The Navigable Waters Protection Rule ("Rule") will become effective June 2, 2020, replacing the rule published in October 2019.
A Brief History
Back in October, the EPA and the Corps completed step one by publishing the formal repeal of the Obama-era 2015 Clean Water Rule. The repeal, which took effect on December 23, 2019, returned the country to national uniformity, but also to the confusion existing under the pre-2015 regulations. One month later, the agencies announced the issuance of "The Navigable Waters Protection Rule: Definition of Waters of the United States." The draft definition of "waters of the United States," ubiquitously called WOTUS, was published in the Federal Register in February 2019 for public comment on whether it clarified the uncertainty surrounding the Clean Water Rule, while still protecting resources. On January 23, 2020, after receiving over 11,000 comments, the agencies announced the long-awaited rule would be forthcoming.
Step Two: Navigable Waters Protection Rule = The Replacement Rule
The Rule completes the process designed to modify and narrow CWA federal jurisdiction. The key elements of the Rule, similar to what was proposed, are intended as categorical bright lines to improve clarity and predictability for the regulators and the regulated. According to the agencies, WOTUS includes:
The territorial seas and traditional navigable waters (long ago expanded beyond commercially navigable-in-fact waters);
Tributaries of such waters;
Lakes, ponds and impoundments of such waters; and,
Twelve exclusions from the WOTUS definition, or non-jurisdictional waters, include: groundwater; ephemeral streams; stormwater runoff and stormwater control features; ditches that are not jurisdictional; prior converted cropland; artificial lakes and ponds; and artificially irrigated areas, including agricultural areas that would revert to uplands were the irrigation to cease.
The Rule also includes 16 definitions, including "wetlands," "ditch," "perennial," "intermittent," "ephemeral," and "tributary" to help interpret the Rule. No "significant nexus" test will be applied.
For the sake of simplicity, the EPA and the Corps will codify the new definition of WOTUS in two locations of the Code of Federal Regulations, within Title 40 and Title 33, where each agency's jurisdiction under the Act is implemented. A copy of the published Rule can be found here.
You Can't Always Get What You Want
As expected, industries whose operations typically affect WOTUS through dredging, filling, and permitted or unpermitted discharges—including agriculture, construction, manufacturing, and real estate development—will be affected by the Rule. But legal challenges are already at play that may cause a delayed implementation of the Rule. North Carolina, which challenged the 2015 Clean Water Rule under a previous administration, has joined a multistate lawsuit opposing the Rule.
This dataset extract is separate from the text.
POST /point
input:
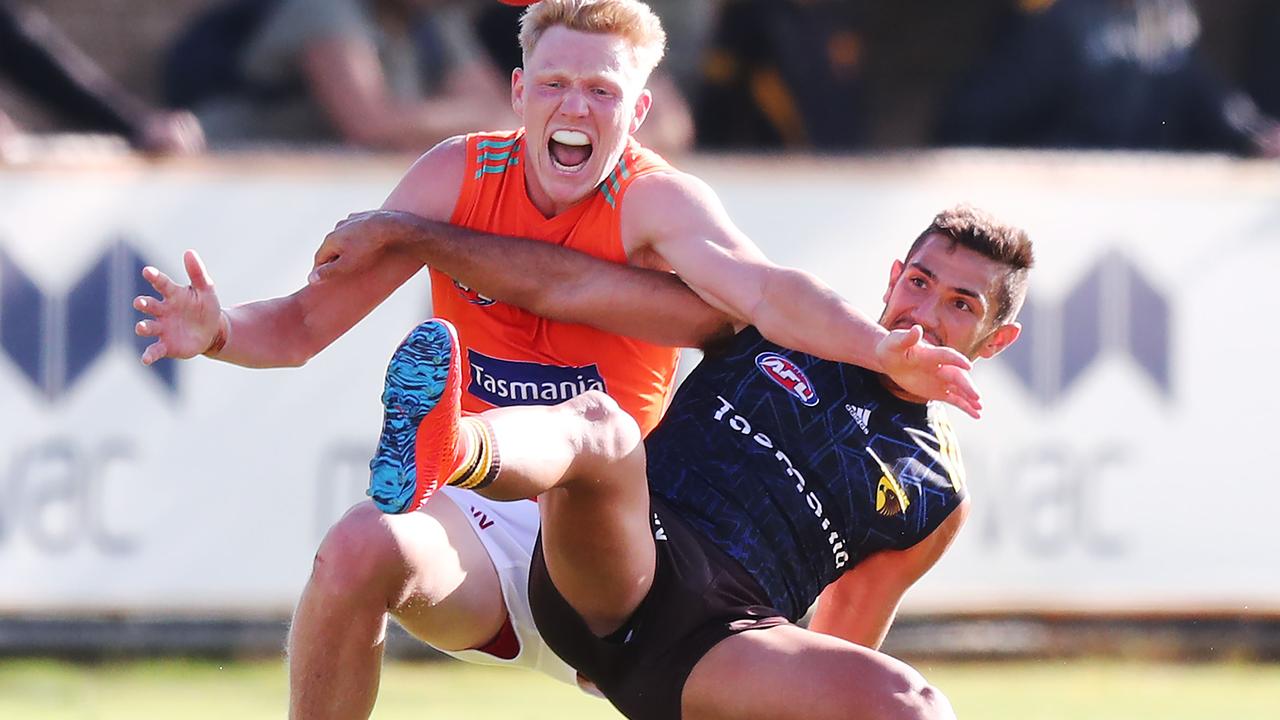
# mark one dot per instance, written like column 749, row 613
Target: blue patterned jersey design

The North Carolina Department of Environmental Quality joined North Carolina's Attorney General and 16 other states in suing on the Rule. Several environmental conservation groups have filed legal challenges as well.
Further adding to the confusion is the decision by the United States Supreme Court in County of Maui, Hawaii v. Hawaii Wildlife Fund. Decided on April 23, 2020, after the Rule was published but before its effective date, the opinion holds that the provisions of the Act at issue require a National Pollutant Discharge Elimination System permit when there is a direct discharge from a point source into navigable waters or when there is a "functional equivalent of a direct discharge" through groundwater. What effect this will have on the Rule's exclusion of groundwater from federal jurisdiction remains to be seen.
The regulated community can expect uncertainty and inconsistency once the Rule becomes effective next month, and as lawsuits proceed. Perhaps it's a new riff in an old song.